A Short Introduction

How much of your circumstance is defined by external factors, and how much of it is defined by how you think and feel about the world around you?

Is your experience of life inevitable and fixed, or is it formed continuously by your perception?

Life coaching answers these questions by suggesting that the capacity for change within your life may be far greater than you think. And that your power to affect this change is not in short supply, but abundance.

We all tend to worry about things sometimes. Our minds can be difficult to control as we find ourselves unwittingly reflecting and ruminating about the past.
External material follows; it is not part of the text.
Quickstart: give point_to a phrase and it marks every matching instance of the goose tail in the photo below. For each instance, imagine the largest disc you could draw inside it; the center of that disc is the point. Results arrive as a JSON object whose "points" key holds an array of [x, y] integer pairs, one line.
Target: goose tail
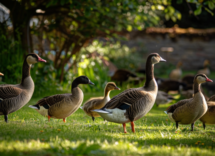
{"points": [[34, 107], [101, 111]]}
If our 'tricky' minds are not busy looking into the past they may be making us feel anxious about things that haven't happened yet by creating worrying scenarios and problems in the future. In times like these, Mindfulness can offer relief by reconnecting you with the present moment.

What is Mindfulness?

Mindfulness is paying full attention to the present moment.

It's a specific state of awareness in which you accept the thoughts that move through your mind without becoming carried away by them.

Mindfulness can be reduced down to just 2 steps: focus on the present moment and let go of passing thoughts.
In every-day practice, this could mean:

  • While eating, paying attention to the flavour of your meal, your chewing motion, the colour of your food, it's aroma, it's texture.
  • Whilst walking home, focusing on the feeling of your feet as they touch the ground, the sound of the rain as it falls, and the sensation it has against your skin

It's often the way that the more powerful a technique, the more complicated it is to learn - this can sometimes be disheartening. This doesn’t apply to Mindfulness, however, which should be a great encouragement for those looking to give it a try.

Benefits Of Mindfulness Practice:
  • A higher quality of life and general health
  • Lower cases of depression and anxiety
  • A better ability to concentrate on tasks
  • An improved capacity to deal with everyday stress and challenges
  • Increased levels of grey-matter in the brain

“The past has no power over the present moment.”
― Eckhart Tolle

After suffering a life filled with long-periods of depression and anxiety, a 29-year-old Eckhart Tolle, one night in 1977, came to a breaking point.

Awakening from his sleep, Eckhart was met by an unbearable heaviness which seemed to emanate from everything and he began sinking into hopelessness.

This was soon interrupted, however, by an epiphanic change in perception in which he felt only "beingness".

The past and future were replaced by the present, and then the regret of the past and the anxiety of the future were replaced by peace.

Although an epiphany will not be likely or necessary for most of us, Eckhart's story of inner transformation shows the power of mindfulness.